This notebook was put together by [Jake Vanderplas](http://www.vanderplas.com) for PyCon 2014. Source and license info is on [GitHub](https://github.com/jakevdp/sklearn_pycon2014/).

Unsupervised Learning In-depth: PCA and K-Means

Here we'll briefly go into a bit of depth on some important unsupervised learning techniques: Principal Component Analysis (PCA) and K-Means.

By the end of this section you should

  • be able to describe how PCA reduces dimensionality
  • be able to describe how K Means defines clusters
  • see how these can be applied to several interesting problems

In [1]:
%matplotlib inline
import matplotlib.pyplot as plt
import numpy as np

Principal Component Analysis

Principal Component Analysis is a very powerful unsupervised method for dimensionality reduction in data. It's easiest to visualize by looking at a two-dimensional dataset:


In [2]:
np.random.seed(1)
X = np.dot(np.random.random(size=(2, 2)), np.random.normal(size=(2, 200))).T
plt.plot(X[:, 0], X[:, 1], 'og')
plt.axis('equal')


Out[2]:
(-3.0, 3.0, -1.0, 1.0)

We can see that there is a definite trend in the data. What PCA seeks to do is to find the Principal Axes in the data, and explain how important those axes are in describing the data distribution:


In [3]:
from sklearn.decomposition import PCA
pca = PCA(n_components=2)
pca.fit(X)
print(pca.explained_variance_)
print(pca.components_)


[ 0.75871884  0.01838551]
[[ 0.94446029  0.32862557]
 [-0.32862557  0.94446029]]

In [4]:
plt.plot(X[:, 0], X[:, 1], 'og', alpha=0.3)
plt.axis('equal')
for length, vector in zip(pca.explained_variance_, pca.components_):
    v = vector * 3 * np.sqrt(length)
    plt.plot([0, v[0]], [0, v[1]], '-k', lw=3)

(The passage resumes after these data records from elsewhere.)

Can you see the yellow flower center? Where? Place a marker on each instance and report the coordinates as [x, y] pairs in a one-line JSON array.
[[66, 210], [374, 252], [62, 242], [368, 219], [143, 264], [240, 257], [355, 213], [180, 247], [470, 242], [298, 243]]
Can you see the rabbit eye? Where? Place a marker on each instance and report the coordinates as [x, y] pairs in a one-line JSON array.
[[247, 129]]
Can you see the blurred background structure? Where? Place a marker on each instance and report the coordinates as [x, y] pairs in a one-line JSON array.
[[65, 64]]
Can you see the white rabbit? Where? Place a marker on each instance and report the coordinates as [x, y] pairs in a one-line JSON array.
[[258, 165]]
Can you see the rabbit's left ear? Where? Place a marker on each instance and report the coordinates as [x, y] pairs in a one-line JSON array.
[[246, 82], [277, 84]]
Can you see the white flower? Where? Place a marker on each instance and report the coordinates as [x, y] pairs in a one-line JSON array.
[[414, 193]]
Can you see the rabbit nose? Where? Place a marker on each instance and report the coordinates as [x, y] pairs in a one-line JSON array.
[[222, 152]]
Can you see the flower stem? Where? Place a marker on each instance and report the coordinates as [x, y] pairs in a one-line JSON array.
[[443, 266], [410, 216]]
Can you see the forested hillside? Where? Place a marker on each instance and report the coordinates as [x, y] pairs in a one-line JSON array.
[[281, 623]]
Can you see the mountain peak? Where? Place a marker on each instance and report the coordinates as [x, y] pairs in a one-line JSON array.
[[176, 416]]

Notice that one direction is very important, while the other direction is not. This shows us that the second principal component could be completely ignored without much loss of information! Let's see what our data look like if we only keep 95% of the variance:


In [5]:
clf = PCA(0.95)
X_trans = clf.fit_transform(X)
print(X.shape)
print(X_trans.shape)


(200, 2)
(200, 1)

By specifying that we want to throw away 5% of the variance, the data is now compressed by a factor of 50%! Let's see what the data look like after this compression:


In [6]:
X_new = clf.inverse_transform(X_trans)
plt.plot(X[:, 0], X[:, 1], 'og', alpha=0.2)
plt.plot(X_new[:, 0], X_new[:, 1], 'og', alpha=0.8)
plt.axis('equal');


The light points are the original data, while the dark points are the projected version. We see that after truncating 5% of the variance of this dataset and then reprojecting it, the "most important" features of the data are maintained, and we've compressed the data by 50%!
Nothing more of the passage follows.